The ZBOT test points are performed at three different fill levels: 70%, 80%, and 90%. The test tank is launched at a fill level of 70%. Particles are then injected into the fluid. The test fluid, P-n-P, is pre-conditioned to a nominal starting point temperature prior to each test. Tests fall into three categories: jet-mixing, subcooled jet mixing, and self-pressurization tests. Once tests are completed, the Fluid Reservoir are used to increase the fluid level in the test to the 80% and 90%. Dissolved gas are removed from the test fluid after each fill adjustment. Also, additional particles are injected to the fluid adjustment.
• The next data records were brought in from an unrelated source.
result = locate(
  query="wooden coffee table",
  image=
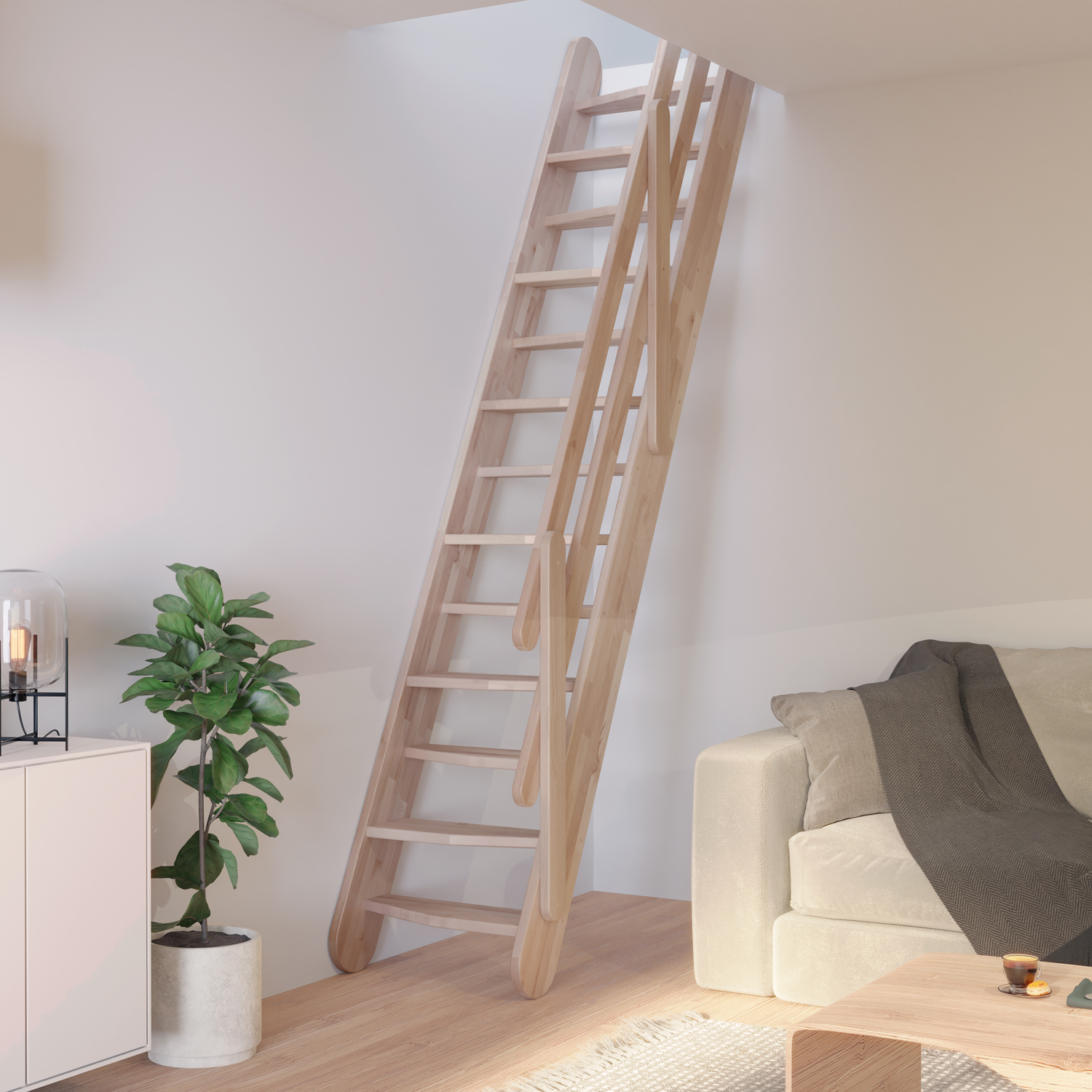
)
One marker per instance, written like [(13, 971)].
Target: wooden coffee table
[(871, 1039)]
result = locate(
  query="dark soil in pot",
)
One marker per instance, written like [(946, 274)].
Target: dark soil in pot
[(191, 938)]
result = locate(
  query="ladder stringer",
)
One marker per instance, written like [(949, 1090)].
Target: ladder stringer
[(392, 788), (539, 941), (612, 430)]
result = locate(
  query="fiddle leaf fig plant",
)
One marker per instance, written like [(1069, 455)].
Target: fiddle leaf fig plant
[(212, 684)]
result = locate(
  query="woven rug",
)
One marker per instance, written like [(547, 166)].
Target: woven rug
[(687, 1053)]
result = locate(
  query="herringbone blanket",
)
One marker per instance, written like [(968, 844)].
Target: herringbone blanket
[(978, 806)]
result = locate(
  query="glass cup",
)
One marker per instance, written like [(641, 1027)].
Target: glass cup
[(1020, 969)]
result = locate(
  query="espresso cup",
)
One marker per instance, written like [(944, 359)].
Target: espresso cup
[(1020, 969)]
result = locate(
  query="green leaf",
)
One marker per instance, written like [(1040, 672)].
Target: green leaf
[(198, 911), (181, 720), (288, 692), (266, 786), (146, 641), (277, 646), (162, 701), (175, 622), (247, 806), (250, 746), (187, 864), (146, 686), (172, 603), (277, 749), (237, 721), (268, 708), (205, 592), (235, 649), (226, 770), (231, 864), (247, 838), (162, 753), (205, 661), (213, 705)]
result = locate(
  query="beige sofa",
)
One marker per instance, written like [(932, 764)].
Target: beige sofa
[(810, 915), (805, 915)]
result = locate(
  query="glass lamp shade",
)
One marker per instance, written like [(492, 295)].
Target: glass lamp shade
[(33, 627)]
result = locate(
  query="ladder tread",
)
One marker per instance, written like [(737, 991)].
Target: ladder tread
[(574, 340), (505, 539), (602, 216), (447, 915), (633, 98), (497, 609), (446, 832), (485, 758), (603, 159), (475, 681), (543, 470), (567, 279), (544, 405)]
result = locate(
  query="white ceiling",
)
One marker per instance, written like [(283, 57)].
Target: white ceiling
[(356, 13), (803, 45)]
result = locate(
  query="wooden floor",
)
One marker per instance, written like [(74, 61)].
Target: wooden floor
[(446, 1018)]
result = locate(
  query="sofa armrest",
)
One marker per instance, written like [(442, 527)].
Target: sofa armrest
[(748, 802)]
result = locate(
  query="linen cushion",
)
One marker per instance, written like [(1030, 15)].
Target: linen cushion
[(845, 779), (860, 871), (1054, 688)]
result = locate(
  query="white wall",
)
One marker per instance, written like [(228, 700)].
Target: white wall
[(886, 434), (248, 264)]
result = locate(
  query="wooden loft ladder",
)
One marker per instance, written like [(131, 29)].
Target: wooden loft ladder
[(563, 749)]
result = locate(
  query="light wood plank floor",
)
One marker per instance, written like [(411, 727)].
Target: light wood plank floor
[(446, 1019)]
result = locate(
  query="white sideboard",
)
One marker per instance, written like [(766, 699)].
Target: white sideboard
[(74, 908)]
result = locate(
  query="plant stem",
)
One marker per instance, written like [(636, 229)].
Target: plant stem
[(202, 832)]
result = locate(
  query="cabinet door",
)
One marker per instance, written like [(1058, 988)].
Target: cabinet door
[(87, 911), (12, 932)]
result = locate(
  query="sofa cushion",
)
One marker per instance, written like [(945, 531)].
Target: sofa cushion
[(845, 779), (860, 871), (1054, 688)]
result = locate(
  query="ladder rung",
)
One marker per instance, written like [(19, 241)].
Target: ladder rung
[(447, 915), (542, 471), (443, 832), (467, 681), (544, 405), (497, 609), (633, 98), (603, 216), (602, 159), (576, 340), (567, 279), (484, 758), (505, 539)]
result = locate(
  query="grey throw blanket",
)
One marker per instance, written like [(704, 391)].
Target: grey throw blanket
[(978, 806)]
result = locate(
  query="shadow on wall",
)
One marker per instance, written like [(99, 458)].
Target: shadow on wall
[(24, 205)]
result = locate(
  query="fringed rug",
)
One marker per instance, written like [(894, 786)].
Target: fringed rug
[(687, 1053)]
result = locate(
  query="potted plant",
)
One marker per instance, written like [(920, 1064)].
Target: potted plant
[(212, 684)]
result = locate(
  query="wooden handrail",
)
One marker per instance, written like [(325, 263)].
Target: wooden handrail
[(661, 215), (554, 655), (612, 281), (611, 432)]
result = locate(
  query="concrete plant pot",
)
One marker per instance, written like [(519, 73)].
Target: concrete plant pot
[(207, 1002)]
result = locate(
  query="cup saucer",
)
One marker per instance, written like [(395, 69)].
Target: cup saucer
[(1021, 991)]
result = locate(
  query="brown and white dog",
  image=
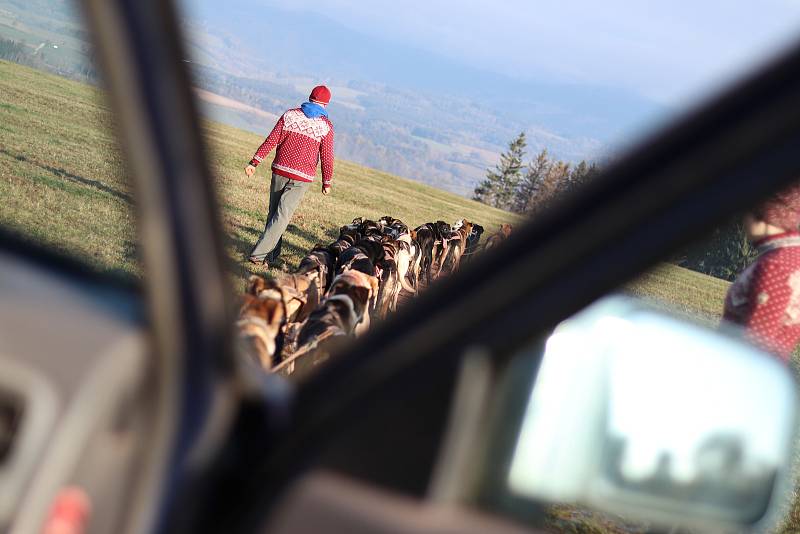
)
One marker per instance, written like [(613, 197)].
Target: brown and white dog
[(260, 329), (344, 311), (498, 237), (456, 246)]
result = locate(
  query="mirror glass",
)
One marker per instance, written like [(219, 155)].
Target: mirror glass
[(644, 415)]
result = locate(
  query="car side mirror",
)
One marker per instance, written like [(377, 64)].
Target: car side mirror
[(639, 414)]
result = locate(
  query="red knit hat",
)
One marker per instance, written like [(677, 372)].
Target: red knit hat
[(320, 94), (781, 209)]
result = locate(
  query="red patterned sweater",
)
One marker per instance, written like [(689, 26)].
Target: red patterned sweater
[(765, 298), (301, 143)]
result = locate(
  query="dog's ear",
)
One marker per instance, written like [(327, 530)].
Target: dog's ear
[(374, 284), (273, 311)]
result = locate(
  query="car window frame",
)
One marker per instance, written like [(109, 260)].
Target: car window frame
[(548, 270)]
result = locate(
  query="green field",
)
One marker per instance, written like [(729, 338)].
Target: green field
[(63, 182)]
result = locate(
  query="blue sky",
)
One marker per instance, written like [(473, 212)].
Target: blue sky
[(670, 51)]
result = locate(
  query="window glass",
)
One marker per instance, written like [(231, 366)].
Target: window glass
[(62, 181)]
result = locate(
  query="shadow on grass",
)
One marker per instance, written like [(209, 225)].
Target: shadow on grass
[(62, 173)]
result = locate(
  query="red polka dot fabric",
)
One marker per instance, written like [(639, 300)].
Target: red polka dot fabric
[(301, 143), (765, 298)]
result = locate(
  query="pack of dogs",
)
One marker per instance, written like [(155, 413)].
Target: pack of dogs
[(338, 290)]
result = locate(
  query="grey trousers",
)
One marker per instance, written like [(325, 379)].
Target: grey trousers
[(284, 197)]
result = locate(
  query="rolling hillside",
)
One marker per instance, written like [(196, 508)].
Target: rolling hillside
[(63, 182)]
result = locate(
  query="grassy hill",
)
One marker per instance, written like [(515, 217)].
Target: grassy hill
[(64, 184)]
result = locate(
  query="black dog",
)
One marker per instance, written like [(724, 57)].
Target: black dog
[(473, 240), (363, 256), (321, 260), (425, 237)]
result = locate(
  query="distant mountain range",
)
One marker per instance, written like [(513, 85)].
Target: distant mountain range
[(394, 107)]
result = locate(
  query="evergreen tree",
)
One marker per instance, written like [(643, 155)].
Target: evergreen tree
[(500, 185), (582, 174)]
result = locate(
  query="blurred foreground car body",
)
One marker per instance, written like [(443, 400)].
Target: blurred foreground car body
[(134, 395)]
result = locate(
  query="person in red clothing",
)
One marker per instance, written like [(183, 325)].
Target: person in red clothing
[(303, 137), (765, 298)]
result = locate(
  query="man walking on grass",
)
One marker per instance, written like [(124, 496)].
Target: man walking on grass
[(303, 136)]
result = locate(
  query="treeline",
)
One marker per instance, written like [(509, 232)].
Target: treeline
[(528, 188), (81, 68)]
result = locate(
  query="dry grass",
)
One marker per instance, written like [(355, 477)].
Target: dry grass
[(63, 183)]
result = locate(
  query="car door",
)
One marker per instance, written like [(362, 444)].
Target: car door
[(223, 448)]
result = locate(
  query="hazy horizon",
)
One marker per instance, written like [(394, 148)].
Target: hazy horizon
[(666, 52)]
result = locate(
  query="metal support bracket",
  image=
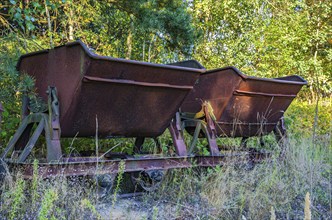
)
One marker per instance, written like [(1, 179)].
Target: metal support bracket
[(281, 136), (176, 133), (210, 133), (49, 123)]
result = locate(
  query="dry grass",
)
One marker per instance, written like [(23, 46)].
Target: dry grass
[(229, 192)]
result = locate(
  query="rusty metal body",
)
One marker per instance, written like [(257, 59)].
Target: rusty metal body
[(125, 98), (1, 110), (129, 98), (244, 106)]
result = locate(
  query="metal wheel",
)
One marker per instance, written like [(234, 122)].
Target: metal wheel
[(147, 180)]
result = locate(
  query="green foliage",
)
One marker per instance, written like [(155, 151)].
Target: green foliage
[(300, 118), (47, 205), (17, 199)]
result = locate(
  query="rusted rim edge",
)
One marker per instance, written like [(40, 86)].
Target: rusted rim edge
[(99, 57), (247, 93), (246, 77), (131, 82)]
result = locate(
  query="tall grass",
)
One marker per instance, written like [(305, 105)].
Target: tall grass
[(236, 192)]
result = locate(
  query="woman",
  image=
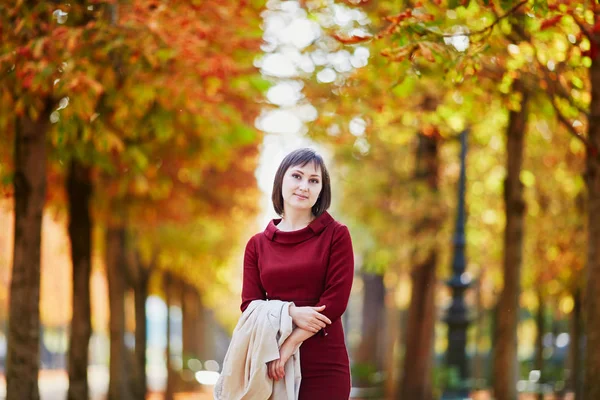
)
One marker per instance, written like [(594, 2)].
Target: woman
[(305, 257)]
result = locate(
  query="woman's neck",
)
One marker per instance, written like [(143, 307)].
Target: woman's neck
[(294, 220)]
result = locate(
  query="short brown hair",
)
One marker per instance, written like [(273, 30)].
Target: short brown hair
[(302, 157)]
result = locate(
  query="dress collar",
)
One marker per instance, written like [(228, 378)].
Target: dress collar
[(300, 235)]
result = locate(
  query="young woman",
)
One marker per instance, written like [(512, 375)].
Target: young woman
[(305, 257)]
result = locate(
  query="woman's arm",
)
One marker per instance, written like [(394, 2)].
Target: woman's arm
[(340, 274), (276, 368), (252, 288)]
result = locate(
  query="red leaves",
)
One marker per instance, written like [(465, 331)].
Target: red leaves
[(550, 22), (592, 52), (351, 39)]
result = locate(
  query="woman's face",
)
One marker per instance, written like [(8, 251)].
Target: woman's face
[(301, 186)]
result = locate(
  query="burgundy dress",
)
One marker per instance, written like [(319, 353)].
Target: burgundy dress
[(312, 266)]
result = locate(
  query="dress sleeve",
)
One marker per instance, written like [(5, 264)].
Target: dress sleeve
[(252, 288), (340, 273)]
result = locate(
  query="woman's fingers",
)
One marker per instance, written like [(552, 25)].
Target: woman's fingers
[(280, 369), (269, 368), (323, 318)]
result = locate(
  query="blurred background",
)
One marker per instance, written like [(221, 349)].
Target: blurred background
[(139, 142)]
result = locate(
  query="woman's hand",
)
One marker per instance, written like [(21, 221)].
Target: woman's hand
[(309, 318), (276, 368)]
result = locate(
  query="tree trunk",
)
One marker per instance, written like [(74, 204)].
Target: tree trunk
[(575, 381), (169, 390), (505, 352), (418, 356), (119, 385), (539, 343), (370, 349), (141, 290), (79, 190), (193, 334), (23, 348), (592, 297)]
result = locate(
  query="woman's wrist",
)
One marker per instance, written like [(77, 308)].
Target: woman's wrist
[(292, 310)]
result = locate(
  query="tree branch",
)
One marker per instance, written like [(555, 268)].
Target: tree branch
[(582, 26), (482, 31), (567, 124)]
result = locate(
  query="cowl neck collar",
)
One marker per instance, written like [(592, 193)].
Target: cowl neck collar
[(300, 235)]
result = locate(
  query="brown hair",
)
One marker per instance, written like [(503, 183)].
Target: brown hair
[(302, 157)]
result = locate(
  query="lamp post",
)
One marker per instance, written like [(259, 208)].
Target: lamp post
[(456, 317)]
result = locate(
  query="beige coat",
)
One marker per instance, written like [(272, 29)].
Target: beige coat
[(261, 330)]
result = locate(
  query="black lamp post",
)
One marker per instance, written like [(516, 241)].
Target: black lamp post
[(456, 317)]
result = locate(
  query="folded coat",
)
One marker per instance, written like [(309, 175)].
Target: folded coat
[(260, 331)]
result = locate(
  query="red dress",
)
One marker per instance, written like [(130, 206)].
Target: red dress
[(312, 266)]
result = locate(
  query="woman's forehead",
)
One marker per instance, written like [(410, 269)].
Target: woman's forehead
[(310, 167)]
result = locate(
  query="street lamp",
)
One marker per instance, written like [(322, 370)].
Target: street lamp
[(456, 317)]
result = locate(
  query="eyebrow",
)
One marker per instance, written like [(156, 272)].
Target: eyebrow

There are a total of 52 test points, 23 each at the 70% and 90% fill levels, and 6 test points at the 80% fill level. Data are downlinked periodically. Return of the hardware is not required for data retrieval.

On-orbit procedures cover the installation of the hardware into the Microgravity Science Glovebox (MSG). During installation the crew must evacuate air from hoses and fill the water loop. The hoses are evacuated using the Microgravity Science Glovebox vacuum exhaust system (MSG VES). The water loop is filled from the ZBOT Water Reservoir. After the hardware is installed, the crew inject particles into the Test Section between 3-5 times. Experimental runs are controlled from the ground.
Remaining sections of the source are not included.